Anselm Kiefer. Für Andrea Emo

Sur certaines toiles, la couche de plomb en fusion que Kiefer a fait couler dessus et qui s’est solidifiée laisse entrevoir un paysage ou le scintillement d’une surface d’eau dont il révèle la beauté cachée. Sur d’autres, elle s’étale en fine dentelle comme les deux ailes noires d’un ange démoniaque, sur d’autres enfin, elle s’enroule comme une gigantesque feuille, se décollant de la toile, s’arrachant à la matière picturale.

On pense à tout ce que le plomb évoque, espoir d’or pour les alchimistes, mais aussi Années de plomb…Kiefer, grand adepte de ce métal malléable, mais pesant (les toiles pèsent jusqu’à 400 kgs), évoque ici « un pansement de plomb qui ne peut plus être détaché de la peau de peinture et qui lui redonne une nouvelle vie ». Après la destruction, la résurrection. On a bien compris que l’œuvre de Kiefer va bien au-delà de la peinture. Et on se souvient de ses tableaux de terre brûlée, de ses livres calcinés, mais aussi de ses paysages de champs refleurissant, exposés dans la grande rétrospective 2015-2016 au Centre Pompidou.
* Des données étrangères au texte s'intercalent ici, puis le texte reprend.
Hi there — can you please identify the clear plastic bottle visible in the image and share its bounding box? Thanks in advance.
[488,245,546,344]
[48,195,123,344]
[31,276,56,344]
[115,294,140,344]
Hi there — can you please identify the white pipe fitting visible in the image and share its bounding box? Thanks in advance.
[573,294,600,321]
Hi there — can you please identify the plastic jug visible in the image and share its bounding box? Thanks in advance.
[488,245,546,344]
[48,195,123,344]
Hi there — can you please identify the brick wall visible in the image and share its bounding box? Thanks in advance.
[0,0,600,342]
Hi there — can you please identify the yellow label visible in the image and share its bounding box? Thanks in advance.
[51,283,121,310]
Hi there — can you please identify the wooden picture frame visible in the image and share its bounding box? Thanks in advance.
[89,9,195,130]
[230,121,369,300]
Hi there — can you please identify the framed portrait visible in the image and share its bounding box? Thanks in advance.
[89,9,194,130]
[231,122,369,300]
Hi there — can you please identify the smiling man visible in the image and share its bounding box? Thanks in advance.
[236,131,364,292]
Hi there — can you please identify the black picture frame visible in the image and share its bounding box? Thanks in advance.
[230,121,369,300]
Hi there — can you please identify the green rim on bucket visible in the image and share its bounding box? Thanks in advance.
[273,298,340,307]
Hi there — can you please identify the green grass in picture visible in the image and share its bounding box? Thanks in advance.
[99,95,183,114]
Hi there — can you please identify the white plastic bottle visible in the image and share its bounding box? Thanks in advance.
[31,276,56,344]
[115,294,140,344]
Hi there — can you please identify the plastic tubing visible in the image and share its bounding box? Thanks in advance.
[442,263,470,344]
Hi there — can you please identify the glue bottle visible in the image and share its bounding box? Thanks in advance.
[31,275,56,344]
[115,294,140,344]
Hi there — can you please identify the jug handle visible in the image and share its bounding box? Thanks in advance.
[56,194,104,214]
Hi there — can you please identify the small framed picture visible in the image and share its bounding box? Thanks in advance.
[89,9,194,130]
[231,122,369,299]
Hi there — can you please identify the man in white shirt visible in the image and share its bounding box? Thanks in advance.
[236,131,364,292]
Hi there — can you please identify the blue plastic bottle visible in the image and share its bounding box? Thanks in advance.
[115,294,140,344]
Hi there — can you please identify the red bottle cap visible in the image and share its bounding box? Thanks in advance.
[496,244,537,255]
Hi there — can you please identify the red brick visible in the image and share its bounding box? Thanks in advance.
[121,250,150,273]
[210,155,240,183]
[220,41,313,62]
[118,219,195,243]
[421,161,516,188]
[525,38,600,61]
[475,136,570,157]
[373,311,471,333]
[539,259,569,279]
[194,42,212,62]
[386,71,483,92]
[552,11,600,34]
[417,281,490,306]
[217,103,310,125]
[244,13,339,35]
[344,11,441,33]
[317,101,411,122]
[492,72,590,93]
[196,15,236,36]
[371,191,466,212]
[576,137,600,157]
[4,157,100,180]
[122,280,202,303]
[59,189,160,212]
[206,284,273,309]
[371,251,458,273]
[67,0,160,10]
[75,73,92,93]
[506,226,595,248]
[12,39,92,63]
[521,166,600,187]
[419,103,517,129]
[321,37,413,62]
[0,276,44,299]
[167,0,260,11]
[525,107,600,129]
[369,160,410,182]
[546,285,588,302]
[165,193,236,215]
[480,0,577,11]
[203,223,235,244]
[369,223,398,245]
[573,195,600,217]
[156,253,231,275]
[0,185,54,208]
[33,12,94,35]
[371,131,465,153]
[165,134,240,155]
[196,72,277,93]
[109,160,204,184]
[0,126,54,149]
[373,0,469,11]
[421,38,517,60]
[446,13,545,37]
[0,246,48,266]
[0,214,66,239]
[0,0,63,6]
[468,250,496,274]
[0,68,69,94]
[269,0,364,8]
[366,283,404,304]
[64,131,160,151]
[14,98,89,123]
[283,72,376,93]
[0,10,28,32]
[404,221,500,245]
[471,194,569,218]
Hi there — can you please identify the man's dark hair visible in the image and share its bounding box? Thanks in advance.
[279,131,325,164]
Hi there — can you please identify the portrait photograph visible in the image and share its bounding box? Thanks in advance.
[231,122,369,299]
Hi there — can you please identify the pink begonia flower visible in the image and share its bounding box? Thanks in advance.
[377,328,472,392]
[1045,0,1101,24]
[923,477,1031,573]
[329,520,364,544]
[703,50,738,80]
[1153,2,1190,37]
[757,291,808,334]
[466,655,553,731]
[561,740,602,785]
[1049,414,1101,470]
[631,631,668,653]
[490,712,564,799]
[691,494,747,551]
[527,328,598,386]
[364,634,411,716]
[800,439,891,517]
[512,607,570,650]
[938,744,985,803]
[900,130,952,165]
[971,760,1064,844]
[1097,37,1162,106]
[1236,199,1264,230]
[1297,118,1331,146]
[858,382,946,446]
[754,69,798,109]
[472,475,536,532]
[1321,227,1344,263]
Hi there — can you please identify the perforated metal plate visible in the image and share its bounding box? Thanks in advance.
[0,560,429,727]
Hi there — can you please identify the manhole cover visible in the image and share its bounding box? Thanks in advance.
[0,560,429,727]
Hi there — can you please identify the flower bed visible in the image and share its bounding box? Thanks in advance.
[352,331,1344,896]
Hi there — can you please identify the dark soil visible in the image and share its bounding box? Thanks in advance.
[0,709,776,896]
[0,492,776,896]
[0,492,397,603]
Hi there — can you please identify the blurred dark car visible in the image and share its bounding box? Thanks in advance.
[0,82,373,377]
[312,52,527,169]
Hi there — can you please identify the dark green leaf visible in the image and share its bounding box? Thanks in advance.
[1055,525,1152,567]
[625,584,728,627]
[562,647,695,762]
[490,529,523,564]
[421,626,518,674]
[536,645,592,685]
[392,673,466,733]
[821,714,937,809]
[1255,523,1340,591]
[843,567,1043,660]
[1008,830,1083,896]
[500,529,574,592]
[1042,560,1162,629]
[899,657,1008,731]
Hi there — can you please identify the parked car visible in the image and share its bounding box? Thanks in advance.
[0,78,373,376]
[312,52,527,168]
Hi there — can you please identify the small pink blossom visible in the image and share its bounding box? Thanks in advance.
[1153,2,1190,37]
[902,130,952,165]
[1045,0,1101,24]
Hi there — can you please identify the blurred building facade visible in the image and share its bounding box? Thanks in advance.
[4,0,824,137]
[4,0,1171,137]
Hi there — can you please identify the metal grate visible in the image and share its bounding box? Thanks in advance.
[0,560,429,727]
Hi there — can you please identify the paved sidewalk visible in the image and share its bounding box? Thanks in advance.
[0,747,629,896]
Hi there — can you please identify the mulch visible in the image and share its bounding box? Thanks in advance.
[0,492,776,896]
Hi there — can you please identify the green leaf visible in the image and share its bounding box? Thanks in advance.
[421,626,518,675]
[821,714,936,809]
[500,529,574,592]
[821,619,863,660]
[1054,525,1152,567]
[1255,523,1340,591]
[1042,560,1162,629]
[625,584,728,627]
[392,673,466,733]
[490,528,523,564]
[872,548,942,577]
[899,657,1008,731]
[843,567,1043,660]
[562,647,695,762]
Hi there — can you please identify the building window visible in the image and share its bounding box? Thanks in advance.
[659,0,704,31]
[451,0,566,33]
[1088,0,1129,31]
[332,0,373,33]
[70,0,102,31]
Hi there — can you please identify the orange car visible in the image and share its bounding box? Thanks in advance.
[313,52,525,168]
Dans cette vingtaine de nouveaux tableaux, souvent monumentaux, et trois imposantes sculptures mises en vitrine, dont la puissance et l’intensité sont démultipliées dans l’immense espace de la galerie Thaddaeus Ropac à Pantin, Anselm Kiefer poursuit son exploration du thème de la sédimentation du souvenir.
Avec toujours autant de sublime violence, il accumule la matière picturale, les éléments organiques, les objets symboliques puisés dans son « arsenal », (ici le serpent à la fois péché, sagesse, fertilité, fécondité) et comme toujours les références à la philosophie et à la littérature. Autant d’indices révélant les questionnements existentialistes de cet artiste, né le 8 mars 1945 dans l’Allemagne nazie, d’un père officier dans la Wehrmacht, et qui ne veut -ou ne peut- rien oublier des horreurs de l’Histoire et des plaies restées ouvertes dans sa mémoire.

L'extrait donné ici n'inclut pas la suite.